La Cour suprême, en 1987, refuse de se prononcer sur le cas. En 1993, la commission de libération sur parole refuse une demande de mise en liberté. Lors d’une nouvelle audience, en 1995, Peltier est défendu par Ramsey Clark, ancien ministre de la justice. le procureur Lynn Crook admet qu’« aucune preuve n’existe contre Leonard Peltier » ! Il ajoute que le gouvernement ne l’a « jamais réellement accusé de meurtre direct » et que, en cas de nouveau jugement, « la justice ne pourrait pas le recondamner ». Toutefois, le Conseil de liberté conditionnelle estime qu’il ne peut le libérer, car Peltier continue de clamer son innocence, ce qui n’est « pas compatible avec la décision du jury ».

Il ne reste que la grâce présidentielle. En 1996, M. William Clinton affirme : « Je n’oublierai pas Leonard », mais à la fin de l’année 2000, après l’élection de M. George W. Bush, il ne fait rien. M. Bush n’étant pas un ami des minorités indiennes, l’espoir de voir Leonard Peltier retrouver la liberté s’amenuise.

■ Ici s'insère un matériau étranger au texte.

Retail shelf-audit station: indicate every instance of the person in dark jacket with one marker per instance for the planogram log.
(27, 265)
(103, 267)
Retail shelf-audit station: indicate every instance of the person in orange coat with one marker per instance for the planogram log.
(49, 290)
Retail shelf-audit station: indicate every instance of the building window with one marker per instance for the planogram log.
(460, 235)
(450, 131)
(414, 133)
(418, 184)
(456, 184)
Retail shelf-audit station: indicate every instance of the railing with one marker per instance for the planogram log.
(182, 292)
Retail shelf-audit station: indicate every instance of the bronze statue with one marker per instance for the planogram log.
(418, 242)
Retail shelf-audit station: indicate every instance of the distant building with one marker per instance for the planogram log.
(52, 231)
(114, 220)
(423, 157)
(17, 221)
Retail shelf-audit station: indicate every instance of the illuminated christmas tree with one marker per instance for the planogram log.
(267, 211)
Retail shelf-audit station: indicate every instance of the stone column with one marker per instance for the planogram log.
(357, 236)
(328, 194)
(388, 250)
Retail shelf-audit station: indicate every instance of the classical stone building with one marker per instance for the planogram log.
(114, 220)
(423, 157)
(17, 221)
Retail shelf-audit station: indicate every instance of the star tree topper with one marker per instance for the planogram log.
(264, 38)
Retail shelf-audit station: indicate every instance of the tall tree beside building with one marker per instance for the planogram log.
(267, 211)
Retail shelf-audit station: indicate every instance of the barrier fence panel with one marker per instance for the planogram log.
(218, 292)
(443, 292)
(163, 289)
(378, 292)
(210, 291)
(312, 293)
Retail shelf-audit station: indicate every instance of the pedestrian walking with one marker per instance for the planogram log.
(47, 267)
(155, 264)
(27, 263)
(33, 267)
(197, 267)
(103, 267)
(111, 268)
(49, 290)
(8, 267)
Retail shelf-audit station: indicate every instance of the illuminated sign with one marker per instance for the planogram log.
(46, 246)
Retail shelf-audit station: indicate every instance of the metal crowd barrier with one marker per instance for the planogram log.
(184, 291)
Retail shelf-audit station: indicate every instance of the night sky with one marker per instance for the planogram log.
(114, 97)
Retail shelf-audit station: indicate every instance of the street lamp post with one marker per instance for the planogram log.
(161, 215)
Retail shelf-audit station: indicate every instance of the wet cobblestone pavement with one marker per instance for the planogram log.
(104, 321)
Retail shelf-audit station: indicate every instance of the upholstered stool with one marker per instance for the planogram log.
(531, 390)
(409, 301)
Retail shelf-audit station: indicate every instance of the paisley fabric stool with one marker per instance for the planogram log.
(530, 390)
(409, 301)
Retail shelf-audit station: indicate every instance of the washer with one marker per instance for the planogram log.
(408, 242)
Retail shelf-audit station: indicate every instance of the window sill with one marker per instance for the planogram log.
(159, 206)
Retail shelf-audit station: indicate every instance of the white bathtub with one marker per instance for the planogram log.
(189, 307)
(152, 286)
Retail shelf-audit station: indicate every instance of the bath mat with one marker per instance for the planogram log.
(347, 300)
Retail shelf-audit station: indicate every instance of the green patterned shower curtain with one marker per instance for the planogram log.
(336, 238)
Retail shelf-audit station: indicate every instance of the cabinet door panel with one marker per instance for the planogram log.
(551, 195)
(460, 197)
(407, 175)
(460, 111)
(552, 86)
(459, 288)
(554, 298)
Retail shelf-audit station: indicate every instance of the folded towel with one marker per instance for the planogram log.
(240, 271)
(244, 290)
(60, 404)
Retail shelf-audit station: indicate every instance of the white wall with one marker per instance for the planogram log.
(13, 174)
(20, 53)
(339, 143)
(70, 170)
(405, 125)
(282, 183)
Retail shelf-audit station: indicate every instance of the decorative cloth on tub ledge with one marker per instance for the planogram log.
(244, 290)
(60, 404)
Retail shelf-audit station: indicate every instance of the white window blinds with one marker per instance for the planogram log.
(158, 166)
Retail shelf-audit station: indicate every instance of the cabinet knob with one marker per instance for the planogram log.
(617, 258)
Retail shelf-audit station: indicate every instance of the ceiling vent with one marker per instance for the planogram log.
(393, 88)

Les opinions publiques, avec le soutien du Congrès national des Indiens d’Amérique, le Conseil national des Eglises, Amnesty International, et des personnalités comme le sous-commandant Marcos, Nelson Mandela, Mgr Desmond Tutu, Rigoberta Menchu, le dalaï-lama, ainsi que des dizaines de milliers de citoyens à travers le monde, luttent pour la révision du procès (2). Car il apparaît de plus en plus que le véritable crime de Leonard Peltier - « United States Prisoner 89637-132 » ­ est d’être un Indien et d’avoir eu le tort de défendre les droits essentiels de ces peuples premiers avec lesquels l’Amérique n’a pas encore réglé sa dette historique (3). De nombreux ethnologues et amis des Indiens s’inscrivent dans ce combat (4), qui est celui de la dignité volée à un homme en raison de son engagement politique et de son origine ethnique.